Couple of metalurgy points. The color is very closely related to the maximum surface temperature it experiences after being polished. As we know, the color is caused by the iron oxide (rust) layer/film thickness. Since the rust layer tends to protect the iron in the steel surface from further oxidation, the rust film is thickened much more by higher temperature than exposure time. Consider bluing. The color is caused by a "black" rust film that is not thick enough to totally cover the surface; that part of the light reflected appears blue due to the thickness of the film. If we chemically force the film thickness sufficiently to block light reaching the unrusted surface, the color will appear black (the actual color of the rust; the surface absorbs all wave lengths/colors of light and, therefore, appears black).

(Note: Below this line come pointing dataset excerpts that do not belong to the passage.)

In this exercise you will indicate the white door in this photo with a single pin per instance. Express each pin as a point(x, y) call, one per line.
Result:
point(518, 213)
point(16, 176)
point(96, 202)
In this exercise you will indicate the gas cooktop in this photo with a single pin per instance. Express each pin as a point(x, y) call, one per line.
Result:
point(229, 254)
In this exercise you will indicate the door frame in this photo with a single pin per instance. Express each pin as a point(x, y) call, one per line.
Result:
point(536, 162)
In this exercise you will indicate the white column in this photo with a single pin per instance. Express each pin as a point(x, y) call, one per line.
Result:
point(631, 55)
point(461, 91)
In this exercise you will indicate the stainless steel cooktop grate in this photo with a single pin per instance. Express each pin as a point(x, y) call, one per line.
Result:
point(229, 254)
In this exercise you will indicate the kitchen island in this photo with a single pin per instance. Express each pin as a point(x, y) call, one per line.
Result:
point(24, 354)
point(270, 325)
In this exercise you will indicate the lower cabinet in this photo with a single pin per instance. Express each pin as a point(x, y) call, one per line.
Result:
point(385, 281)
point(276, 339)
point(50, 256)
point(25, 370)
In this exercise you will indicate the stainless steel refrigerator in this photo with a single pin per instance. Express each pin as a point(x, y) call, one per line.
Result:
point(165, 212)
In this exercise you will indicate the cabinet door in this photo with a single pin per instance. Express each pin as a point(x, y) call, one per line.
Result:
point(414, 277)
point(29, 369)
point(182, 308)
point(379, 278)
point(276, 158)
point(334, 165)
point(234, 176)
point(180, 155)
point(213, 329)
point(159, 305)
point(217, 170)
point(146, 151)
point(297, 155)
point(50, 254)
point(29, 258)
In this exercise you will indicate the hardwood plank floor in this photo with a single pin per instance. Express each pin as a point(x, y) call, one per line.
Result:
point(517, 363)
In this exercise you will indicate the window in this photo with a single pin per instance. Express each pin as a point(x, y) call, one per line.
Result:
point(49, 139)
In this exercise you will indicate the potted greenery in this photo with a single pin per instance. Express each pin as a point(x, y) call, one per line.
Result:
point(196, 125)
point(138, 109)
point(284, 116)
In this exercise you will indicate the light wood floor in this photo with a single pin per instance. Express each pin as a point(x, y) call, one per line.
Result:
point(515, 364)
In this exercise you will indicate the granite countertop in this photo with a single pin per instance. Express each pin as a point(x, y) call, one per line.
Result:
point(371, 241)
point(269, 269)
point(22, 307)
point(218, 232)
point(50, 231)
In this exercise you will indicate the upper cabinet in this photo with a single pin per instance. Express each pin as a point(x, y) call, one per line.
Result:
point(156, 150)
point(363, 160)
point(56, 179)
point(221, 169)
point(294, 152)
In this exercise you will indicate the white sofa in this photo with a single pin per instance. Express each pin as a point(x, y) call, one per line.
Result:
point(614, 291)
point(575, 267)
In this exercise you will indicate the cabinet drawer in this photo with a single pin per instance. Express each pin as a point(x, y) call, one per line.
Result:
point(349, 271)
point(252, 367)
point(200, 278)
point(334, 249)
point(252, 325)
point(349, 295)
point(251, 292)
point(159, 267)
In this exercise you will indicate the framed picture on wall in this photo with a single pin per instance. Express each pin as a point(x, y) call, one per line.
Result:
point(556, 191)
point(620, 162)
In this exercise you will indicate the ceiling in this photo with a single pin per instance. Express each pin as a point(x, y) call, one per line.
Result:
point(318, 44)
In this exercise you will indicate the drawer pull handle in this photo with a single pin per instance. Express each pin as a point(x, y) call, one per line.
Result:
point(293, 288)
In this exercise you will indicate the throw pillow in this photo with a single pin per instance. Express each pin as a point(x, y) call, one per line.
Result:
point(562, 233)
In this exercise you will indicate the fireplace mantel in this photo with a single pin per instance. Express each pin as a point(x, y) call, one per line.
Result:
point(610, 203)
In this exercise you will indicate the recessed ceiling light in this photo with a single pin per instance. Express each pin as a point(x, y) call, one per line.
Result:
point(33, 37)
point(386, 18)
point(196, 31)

So, the objective of fire coloring is to raise the surface temperature of a highly polished piece of steel to the temperature that produces the desired color; see linked chart above. It really doesn't matter how you achieve the temperature. Some of the above recommended chemical additive (like dipping in oil) may increase film thickness. Sans chemicals, it is all about polish and temperature.

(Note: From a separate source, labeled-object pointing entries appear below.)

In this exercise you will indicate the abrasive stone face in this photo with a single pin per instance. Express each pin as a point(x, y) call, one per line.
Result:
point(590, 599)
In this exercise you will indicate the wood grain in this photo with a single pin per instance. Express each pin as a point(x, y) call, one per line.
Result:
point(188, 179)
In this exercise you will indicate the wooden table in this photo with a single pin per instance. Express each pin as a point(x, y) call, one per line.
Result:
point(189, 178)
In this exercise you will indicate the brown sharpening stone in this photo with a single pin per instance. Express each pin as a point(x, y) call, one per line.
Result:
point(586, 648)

There is no benefit in quenching or not quenching the fire colored part. The benefit of tempering a heat hardened steel part (assuming the part is made of steel of sufficiently high carbon content, say above 0.3% carbon, to respond to heat hardening) is to trade some loss of hardness for a substantial reduction in brittleness. There is no such thing as temper for low carbon steel parts. Do not confuse the surface "colors" with the heat treat or case hardening processes.